Social Labeling Theory Example
Adrian is a professional thief. He was not always a professional thief though. As a child Adrian was a very
typical boy. He would often play outside with his friends, get above average grades in school, and spend time
with his family whenever he could. As he grew older though, the dynamics of his group of friends began to
change. His friends began to get into deviant acts such as curfew violations, experimenting with drugs and
alcohol, and stealing candy and beer from the local 7-11. At first, Adrian felt uncomfortable doing these things.

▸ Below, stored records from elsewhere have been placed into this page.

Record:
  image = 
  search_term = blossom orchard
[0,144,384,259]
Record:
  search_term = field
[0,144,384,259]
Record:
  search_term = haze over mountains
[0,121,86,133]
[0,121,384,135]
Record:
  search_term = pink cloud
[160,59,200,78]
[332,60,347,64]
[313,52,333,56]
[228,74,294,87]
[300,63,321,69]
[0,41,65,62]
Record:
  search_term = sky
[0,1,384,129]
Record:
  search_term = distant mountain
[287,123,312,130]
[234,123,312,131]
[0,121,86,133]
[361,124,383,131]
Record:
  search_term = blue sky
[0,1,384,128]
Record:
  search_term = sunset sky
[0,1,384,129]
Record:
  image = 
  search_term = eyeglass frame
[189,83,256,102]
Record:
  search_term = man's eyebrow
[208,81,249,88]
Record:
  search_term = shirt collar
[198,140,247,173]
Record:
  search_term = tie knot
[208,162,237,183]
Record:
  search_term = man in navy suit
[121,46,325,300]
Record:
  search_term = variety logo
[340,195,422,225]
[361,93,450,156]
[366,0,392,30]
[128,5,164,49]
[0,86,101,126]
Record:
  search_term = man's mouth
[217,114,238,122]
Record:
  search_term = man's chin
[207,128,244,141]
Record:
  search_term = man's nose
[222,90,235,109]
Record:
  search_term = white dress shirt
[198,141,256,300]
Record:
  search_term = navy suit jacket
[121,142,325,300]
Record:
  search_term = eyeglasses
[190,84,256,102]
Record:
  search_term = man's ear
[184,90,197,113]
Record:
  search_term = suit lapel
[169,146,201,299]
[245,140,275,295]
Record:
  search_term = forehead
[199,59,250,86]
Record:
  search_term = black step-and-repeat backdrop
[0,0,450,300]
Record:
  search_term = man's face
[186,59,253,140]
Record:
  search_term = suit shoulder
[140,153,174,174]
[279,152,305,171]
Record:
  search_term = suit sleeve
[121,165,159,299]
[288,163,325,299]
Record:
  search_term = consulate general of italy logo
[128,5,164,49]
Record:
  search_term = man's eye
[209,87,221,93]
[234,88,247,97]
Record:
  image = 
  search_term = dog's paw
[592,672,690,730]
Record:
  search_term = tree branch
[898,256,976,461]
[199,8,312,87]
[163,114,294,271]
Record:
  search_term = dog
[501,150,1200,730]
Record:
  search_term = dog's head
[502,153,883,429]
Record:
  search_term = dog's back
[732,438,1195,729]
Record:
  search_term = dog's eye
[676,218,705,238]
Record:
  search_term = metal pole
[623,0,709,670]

However as peer pressure started getting stronger, and he committed these crimes more often, he began to settle
into this deviant teenage lifestyle. Every now and again Adrian or one of his friends would get caught stealing
and would be escorted home by a police officer. He never got into any SERIOUS trouble, however his parents
became more and more frustrated with him and it seemed they would care less and less every time he came
home in the back of a squad car. When Adrian was 18 years old, and after his friends had graduated from high
school and moved on to college, Adrian was stuck at home: broke, jobless, and hooked on meth. It seems his
experimentation from his youth had turned into a full on habit. He was often called a “meth head” anytime he
tried to ask someone for money. One day Adrian and another fellow drug addict decided to rob that 7-11 he
would steal beer from as a youth so they could get enough money to buy more drugs. Adrian had never done
this before, so he had to learn from the more experienced friend. The both of them robbed the 7-11 store, and
made out with $2,000. Although they were never caught, many members of the community felt that because of
Adrian’s track record and the type of company he kept, he may have had something to do with the armed
robbery. Most of the people in this community officially shunned Adrian from their lives and Adrian found it
increasingly difficult to find a place to sleep or food to eat. Because of this, Adrian began breaking into
abandoned buildings to sleep at night, and robbing convenience stores and people for food and money. Adrian
was a thief.
Social Control Theory Example
Simply, think about your environment. Think about the people you go to school with every day. Who are
involved in “conventional activities” and who are involved in “deviant activities?” Now consider then four
elements to bonding. How do they apply? YOU give ME and example.